Le grain de sable

Après la défaite

« 7000 bénévoles, 450 comités locaux, les centaines d’ONG, des personnalités de tous bords »

Heidi.news de dimanche dernier nous informe en ces termes de l’importance des forces réunies pour soutenir l’initiative  “pour des entreprises responsables” rejetée par les cantons et acceptée de justesse par le peuple. On relèvera avec un sourire voilé que la Conférence des évêques et l’Eglise protestante de Suisse qui ne sont ni des ONG, ni des comités locaux, ni même des bénévoles, ne sont pas mentionnées par Heidi.news. Peut-être sont-elles incluses dans « des personnalités de tous bords», ce qui serait d’ailleurs assez exact car, lorsque ces institutions prennent des positions, c’est rarement après un débat démocratique de leur base. Elles ne représentent donc pas grand monde mais quelques personnalités. C’est probablement aussi le cas des ONG.

« Pour Karin Keller-Suter, c’est une victoire personnelle »

C’est encore Heidi.news qui l’écrit dimanche, tombant ainsi dans l’erreur classique qui veut que l’on attribue à un membre du Conseil fédéral un succès ou une défaite alors qu’il défend la position du Conseil fédéral et non pas la sienne propre exclusivement. En l’occurrence, la victoire est probablement celle du contre-projet indirect, texte parlementaire qui ne pouvait pas légalement être soumis au vote en même temps que l’initiative constitutionnelle populaire, mais reste soumis au délai référendaire. Le talent de Mme Keller-Suter est d’avoir présenté ce contre-projet très clairement et honnêtement, alors que les adversaires le passaient sous silence ou le vomissaient, notamment en affirmant qu’il ne contient pas de sanction. Une amende de 100’000 frs n’en est-elle pas une ?

« Si le texte avait été adopté, les ONG se préparaient déjà à lancer des procès symboliques »

C’est toujours Heidi-news de dimanche qui nous en informe. Que faut-il comprendre par « des procès symboliques » ? La formule laisse songeur !

La participation a été de 46 %

Il est étonnant que l’engagement de tellement de comités et d’ONG selon ce qui a été relevé plus haut (en fait non pas « les centaines » d’ONG comme l’écrit Heidi.news mais 130, selon le Temps du 30 nov., p. 2) n’ait pas entraîné un raz de marée participatif. Serait-ce la vérification de ce que nous affirmions, à savoir que des ONG et autres ne s’engagent pas en consultant leur base donc représentent plus de poids que de cœurs ou faut-il voir dans cette participation ordinaire l’expression de la saturation liée à un vrai matraquage ? Jamais je n’avais reçu pendant une campagne de vote autant de propagande (in casu pour le OUI) que pour cette votation et le fait que même dans certaines églises on ne pouvait plus penser à autre chose a peut-être incité à l’abstention voire à voter NON.
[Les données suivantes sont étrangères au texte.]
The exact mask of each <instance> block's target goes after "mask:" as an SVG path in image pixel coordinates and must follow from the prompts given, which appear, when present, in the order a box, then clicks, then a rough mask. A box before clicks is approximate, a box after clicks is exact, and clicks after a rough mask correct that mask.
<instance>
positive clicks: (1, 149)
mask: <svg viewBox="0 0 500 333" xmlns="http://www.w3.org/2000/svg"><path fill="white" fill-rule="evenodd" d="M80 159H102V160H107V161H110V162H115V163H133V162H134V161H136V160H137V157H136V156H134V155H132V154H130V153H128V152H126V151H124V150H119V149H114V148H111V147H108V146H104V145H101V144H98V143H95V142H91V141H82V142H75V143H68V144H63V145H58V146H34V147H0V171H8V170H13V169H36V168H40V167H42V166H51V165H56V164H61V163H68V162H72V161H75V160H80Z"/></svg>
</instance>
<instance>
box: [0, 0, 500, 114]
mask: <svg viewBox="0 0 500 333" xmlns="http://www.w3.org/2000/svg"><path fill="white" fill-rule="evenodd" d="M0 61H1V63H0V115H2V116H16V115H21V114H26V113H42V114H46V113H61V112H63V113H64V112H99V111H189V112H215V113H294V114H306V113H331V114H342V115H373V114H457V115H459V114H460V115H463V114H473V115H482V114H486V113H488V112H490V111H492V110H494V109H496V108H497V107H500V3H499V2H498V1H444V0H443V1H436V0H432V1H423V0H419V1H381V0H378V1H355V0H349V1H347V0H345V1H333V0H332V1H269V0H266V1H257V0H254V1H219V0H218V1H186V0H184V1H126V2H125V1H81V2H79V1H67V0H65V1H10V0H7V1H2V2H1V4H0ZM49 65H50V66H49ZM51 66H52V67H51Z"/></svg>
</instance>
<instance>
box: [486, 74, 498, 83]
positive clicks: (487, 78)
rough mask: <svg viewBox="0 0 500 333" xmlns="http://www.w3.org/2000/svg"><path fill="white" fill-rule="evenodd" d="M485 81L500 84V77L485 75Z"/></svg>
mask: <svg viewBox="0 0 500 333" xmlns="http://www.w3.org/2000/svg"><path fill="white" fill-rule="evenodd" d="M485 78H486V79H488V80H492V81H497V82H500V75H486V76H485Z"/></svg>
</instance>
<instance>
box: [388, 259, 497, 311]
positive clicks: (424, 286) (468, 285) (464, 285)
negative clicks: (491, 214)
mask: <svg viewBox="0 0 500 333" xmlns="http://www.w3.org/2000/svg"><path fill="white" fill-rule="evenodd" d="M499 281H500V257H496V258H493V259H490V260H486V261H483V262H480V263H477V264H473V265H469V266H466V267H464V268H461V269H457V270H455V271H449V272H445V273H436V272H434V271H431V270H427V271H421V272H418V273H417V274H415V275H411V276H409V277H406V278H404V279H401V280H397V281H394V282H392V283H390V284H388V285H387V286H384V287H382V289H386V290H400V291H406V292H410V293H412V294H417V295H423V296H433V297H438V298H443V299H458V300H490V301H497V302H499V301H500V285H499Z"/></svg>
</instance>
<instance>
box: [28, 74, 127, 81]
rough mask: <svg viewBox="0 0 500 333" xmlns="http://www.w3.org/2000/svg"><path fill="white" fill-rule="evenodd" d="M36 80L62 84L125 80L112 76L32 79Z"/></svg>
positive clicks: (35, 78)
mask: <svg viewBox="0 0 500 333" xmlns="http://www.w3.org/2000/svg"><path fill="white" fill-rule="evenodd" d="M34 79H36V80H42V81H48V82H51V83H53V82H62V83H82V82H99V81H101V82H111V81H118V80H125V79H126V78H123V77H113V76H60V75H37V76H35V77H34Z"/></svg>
Haro sur l’exigence de la double majorité du peuple et des cantons

On s’attend aux critiques des perdants à l’égard de cette règle fédéraliste, car il est bien connu que des perdants souhaitent changer une règle chaque fois qu’elle semble leur avoir nui (ex. : suggestion de porter à 9 le nombre des conseillers fédéraux dès qu’un parti estime que le nombre de 7 l’empêche d’obtenir un siège !). Or non seulement la règle de la double majorité n’a que très rarement paralysé la volonté populaire, ainsi que le Temps le relève dans son éditorial de ce 30 novembre, mais elle est une protection de la tyrannie que pourraient exercer les quelques cantons très peuplés. Or les cantons sont, comme tels, chacun dans son ensemble, les éléments constitutifs de la Confédération. Ignorer, en fonction de leur taille, au nom d’une arithmétique égalitariste, les variations de mentalité entre ces entités dont l’histoire, la culture, la vie sociale et économique sont différentes pourrait conduire à de graves tensions nuisibles au  pays. Contrairement à ce qu’écrivait Mme Lisa Mazzone dans un article du Temps, en septembre dernier, intitulé « Modernisons le fédéralisme pour mieux le conserver », nos Confédérés ont réfléchi à deux fois avant d’introduire la règle de la double majorité au sortir de la guerre du Sonderbund. Cette règle invite à persuader plutôt qu’à matraquer. C’est une règle pacifique.